Hahnemann divided diseases into acute and chronic (par. 72 Organon) and indicated that the latter were caused by a chronic miasm. This fact was purely based on his own experience, in which he learned that chronic diseases returned after treatment with vegetable or mineral remedies. This distinction was called “disease classification” by H.A. Roberts and is nowadays taught by the Homeopathie Academie Nederland of Ewald Stoteler.

The question is, how important is finding out the prognosis for the patient and the totality of symptoms, as opposed to analysing and prescribing the case on a miasmatic basis? In other words, what is the practical use of an extensive prognosis for the patient? Man is not a machine, no two people are the same and we all have different bodies and minds. So how accurate is this prognosis?
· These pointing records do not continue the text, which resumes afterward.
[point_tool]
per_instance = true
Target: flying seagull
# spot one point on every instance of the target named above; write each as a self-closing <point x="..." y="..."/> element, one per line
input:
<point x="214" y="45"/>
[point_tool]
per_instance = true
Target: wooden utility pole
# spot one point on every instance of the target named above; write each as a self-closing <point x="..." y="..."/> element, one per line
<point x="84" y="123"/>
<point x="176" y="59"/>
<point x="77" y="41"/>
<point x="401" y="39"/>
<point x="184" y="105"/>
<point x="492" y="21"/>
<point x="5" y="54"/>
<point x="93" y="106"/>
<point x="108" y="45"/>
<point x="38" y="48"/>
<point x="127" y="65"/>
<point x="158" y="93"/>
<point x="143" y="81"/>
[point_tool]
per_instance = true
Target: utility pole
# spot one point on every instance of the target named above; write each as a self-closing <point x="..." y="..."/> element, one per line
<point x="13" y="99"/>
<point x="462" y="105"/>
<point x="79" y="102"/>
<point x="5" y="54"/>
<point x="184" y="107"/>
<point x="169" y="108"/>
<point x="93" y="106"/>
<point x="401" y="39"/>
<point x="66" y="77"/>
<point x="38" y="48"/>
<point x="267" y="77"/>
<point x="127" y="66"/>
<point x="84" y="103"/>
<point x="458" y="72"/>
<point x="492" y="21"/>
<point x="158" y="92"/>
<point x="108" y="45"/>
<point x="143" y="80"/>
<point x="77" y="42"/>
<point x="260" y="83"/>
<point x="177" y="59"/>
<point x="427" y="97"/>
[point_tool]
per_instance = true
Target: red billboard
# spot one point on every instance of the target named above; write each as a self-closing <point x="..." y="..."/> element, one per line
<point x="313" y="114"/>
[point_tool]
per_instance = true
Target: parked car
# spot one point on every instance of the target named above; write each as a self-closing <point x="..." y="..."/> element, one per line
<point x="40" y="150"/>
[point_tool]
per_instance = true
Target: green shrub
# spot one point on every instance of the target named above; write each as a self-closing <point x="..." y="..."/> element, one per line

Last but not least, do I tell my patient that he is in level three and if so, won’t this result in a self fulfilling prophecy ? As a homeopath I have worked for seven years with the Kentian based totality of symptoms, of which Vithoulkas’ “system” probably is the most ultimate form. The longer I worked like this the more I got the idea that there was no fundamental basis for it.

How do you find the “ultimate simillimum” or totality? One cannot ignore the fact that homeopathy practiced in this manner can be rather subjective. Give one case to ten homeopaths and how many totalities do you get? In this “dark” period I noticed a one year course at the Homeopathie Academie Nederland, called “Disease Classification Course”. The academy was founded by Dutch colleague Ewald Stoteler and the disease classification method is based on Hahnemann’s disease classification as taught in the “Organon” and “Chronic Diseases”. This “back to basics” course turned out to become a turning point in my professional career. Now, I can not only understand every step in the treatment, but I can also explain it in depth to my patients. It gives better results and is far more satisfying.

Cor van der Meij

Cor van der Meij has been practicing homeopathy since he graduated as a classical homeopath in 1998. Afterwards he followed a master degree in Disease Classification at the Stichting Hahnemann Homeopathie. Cor was a member of the editorial staff for "Dynamis" a Dutch quarterly on homeopathy. He has written several articles and book reviews for Links, Homeopathy4 Everyone and Dynamis.

Comments

  1. Venkatesh KN

    August 23, 2011

    Dear Sir, Kent, Boericke, Clarke, Boenninghausen every one of them is different in their philosophical outlook, OK. But they never differ in their understanding of the science of homeopathy and conform to the basic principle “similia similibus curantur”. And now Vithoulkas’ writings are also within the boundary of THAT teaching of the master, nowhere crossing that scientific basis.
    You have conveniently abandoned this symptom similarity concept because it’s very difficult to practice, and suggesting that there are two different systems of homeopathy,namely Hahnemannian and Kentian. But those who don’t understand Kent can’t understand Hahnemann as well.They differ only in their philosophies,not in the science or method of homeopathy. It is universal, because it’s science.The expression and articulation may be different.Your questioning Vithoulkas’ writings is itself questionable, I am sorry.

    • Cor van der Meij

      August 29, 2011

      Dear Venkatesh,

      first of all, the difference between true Hahnemann followers and others who did not and focused on the symptoms already began during Hahnemanns life and was caused by his introduction of miasms. You are right in saying that they both focuse on symptoms, but the basis is very different. In short, Hahnemann focuses on the symptoms of the disease to understand the origine of it (par. 71 Organon) and not on the symptoms of the diseased. In one of the next issues you will find a paper of mine in which I will give an extensive explanation of this so called Disease Classification method. I am looking forward to your opinion/comment.

  2. Avatar of bravoshaz1308

    bravoshaz1308

    March 14, 2012

    This book is invaluable!!!!! Easier to understand than the first one… and more up to date information.